The Kite Runner

A consistent feature of bestseller lists worldwide, Khaled Hosseini’s novel The Kite Runner is a moving tale of a friendship gone acerbic amid the turbulence of conflict-laden Afghanistan and one man´s quest for redemption following a cruel mistake. Amir, an anxious child yearning for his father’s love and approval, and his servant Hassan, a sweet Hazara (an ethnic minority in Afghanistan, frequently mocked for their Central Asian facial features) boy with remarkable integrity, form an inseparable kite-flying duo until one fateful day, when Amir is called upon to prove the strength of his friendship and resolutely fails. His guilt, mingled with jealousy over the attentions his father lavishes on Hassan, drive a cleft between the two boys who are separated forever when Amir and his father leave Afghanistan to seek a new life in San Francisco, USA. But after all, as Hosseini says, “life is not a Hindi movie” and the past has a way of catching up to Amir, an aspiring writer now married to the love of his life Soraya. Forced to confront his past that has insistently haunted his life in America, Amir will have to prove that he has sturdied his wavering moral compass in a final test of character.

Matthew Spangler’s adaptation of this story has been highly praised and received five San Francisco Bay Area Theatre Critics Awards. At King’s Theatre, this performance attracted a wide variety of spectators, from school children to elders, a confirmation of this story being solid bestseller material. One of the admirable aspects of this production is that the dialect coaching has been done seamlessly; the American and the Persian accents coexist happily, and this does not feel awkward, as is often the case in productions using foreign accents.

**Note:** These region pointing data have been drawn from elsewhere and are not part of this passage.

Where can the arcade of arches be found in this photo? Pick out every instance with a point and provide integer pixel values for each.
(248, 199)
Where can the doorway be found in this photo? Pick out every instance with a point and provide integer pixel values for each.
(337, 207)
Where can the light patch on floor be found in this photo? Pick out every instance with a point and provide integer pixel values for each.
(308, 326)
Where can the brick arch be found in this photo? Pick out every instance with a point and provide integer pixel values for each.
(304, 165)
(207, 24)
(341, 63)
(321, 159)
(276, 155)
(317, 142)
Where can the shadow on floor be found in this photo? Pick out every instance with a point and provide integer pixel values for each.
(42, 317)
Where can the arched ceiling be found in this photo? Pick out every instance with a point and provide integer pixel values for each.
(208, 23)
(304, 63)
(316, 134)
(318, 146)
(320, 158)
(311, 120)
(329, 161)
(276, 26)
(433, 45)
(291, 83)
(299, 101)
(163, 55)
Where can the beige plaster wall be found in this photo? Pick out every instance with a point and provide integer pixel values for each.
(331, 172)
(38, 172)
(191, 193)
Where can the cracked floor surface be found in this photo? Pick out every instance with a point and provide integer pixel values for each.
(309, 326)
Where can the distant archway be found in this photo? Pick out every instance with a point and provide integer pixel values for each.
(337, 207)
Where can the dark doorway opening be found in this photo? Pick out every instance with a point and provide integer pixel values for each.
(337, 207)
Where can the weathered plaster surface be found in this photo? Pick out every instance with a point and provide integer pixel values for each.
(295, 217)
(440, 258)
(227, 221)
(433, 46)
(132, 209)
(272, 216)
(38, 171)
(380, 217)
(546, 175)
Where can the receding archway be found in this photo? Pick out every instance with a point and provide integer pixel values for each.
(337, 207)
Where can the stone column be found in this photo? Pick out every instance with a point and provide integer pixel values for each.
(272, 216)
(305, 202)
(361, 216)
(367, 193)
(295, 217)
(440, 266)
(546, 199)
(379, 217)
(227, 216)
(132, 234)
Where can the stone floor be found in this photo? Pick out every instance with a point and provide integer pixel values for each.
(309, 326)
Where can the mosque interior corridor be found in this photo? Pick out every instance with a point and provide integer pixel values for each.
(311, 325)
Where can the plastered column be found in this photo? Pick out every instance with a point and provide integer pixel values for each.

Of note is Hanif Khan’s percussion accompaniment that creates an oriental ambience and was great entertainment while waiting for the play to commence. The set is minimal but effective. The varied background as well as the darting kite props adds to a layered approach with the percussionist at the bottom of the stage, the actors in the middle and the movement of kites at the top which was visually stimulating and successfully accomplished.

A definite crowd-pleaser was the universalised portrayal of the émigré experience. Andrei Costin’s performance as Hassan seemed to take a rather comic approach. Hearty laughter came naturally whenever Costin appeared on stage and although humor is always appreciated, it runs at the expense of making Hassan a frankly imbecilic character. Another weak point was that Soraya appears as a 2D Mary Sue who seems to have no other function but to be Amir’s token wife.